In 1006, the Scots themselves had been defeated by the Bamburgh English, presumably under Uhtred, but the downward spiral of Uhtred's fortunes after 1015 would have presented the opportunity for renewed attack or revenge. The Scottish kingdom in the era appears to have suffered some internal stresses, with the emergence of Clann Ruaidrí as a major force in the north; plunder and military success would have been important for re-establishing Malcolm II's authority and popularity.
It is also possible that the Scots and Strathclyders were pursuing very specific political goals, such as the replacement of the ruler of Bamburgh in favour of a client or else territorial aggrandisement.

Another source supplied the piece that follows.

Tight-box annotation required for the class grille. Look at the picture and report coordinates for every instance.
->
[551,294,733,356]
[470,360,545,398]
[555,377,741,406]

Encounter and its significance
As for the campaign itself,, Alex Woolf has suggested that King Malcolm and Owen may have grouped their armies together 'near Caddonlea (Selkirkshire) […] where the Wedale road from Alba met the Tweeddale road from Strathclyde' In this reconstruction, Uhtred's forces intercepted them before they crossed Cheviot; by the necessity of time recruitment would have been geographically limited, depriving the Bamburgh leader of his full military resources. It is also possible that the combined march, began further north, perhaps at Falkirk, affording the English more time.
The battle's significance is a matter of controversy, especially in regard to the region of Lothian. Since the nineteenth century Scottish historians have linked the battle to the Scottish king's takeover of Lothian. Until the middle of the twentieth century, this interpretation ran counter to what was dominant among English historians, who thought that the transfer of Lothian had already occurred in the 970s as a result of the 'beneficence' of King Edgar the Peaceable, said in one historical tradition dating from the twelfth century to have granted Lothian to the Scottish king Kenneth II.
There were attempts to reconcile the two positions by historian Marjorie Anderson, allowing Carham some significance while accounting for the 'beneficence' of King Edgar. By contrast, G. W. S. Barrow rejected both views and thought saw the process as even earlier still. In more recent years, some historians have become more sceptical about any link between the battle and the Scottish conquest of Lothian, since there is no direct primarily source evidence for any link and since the takeover is not fully evident until the twelfth century and probably incomplete until at least the 1070s. Nonetheless, it has also been argued that the defeat is likely to be a symptom of a greater crisis affecting Bamburgh's secular and ecclesiastical institutions in the first third of the eleventh century, when the major relics of the region were relocated to Durham.
Carham 1018 Society
The society's mission statement is "to investigate, raise awareness, and commemorate the Battle of Carham." The society's website provides dates for "public meetings, commemorative events, and future plans" as well as excerpts from articles and archaeological findings pertaining to the battle.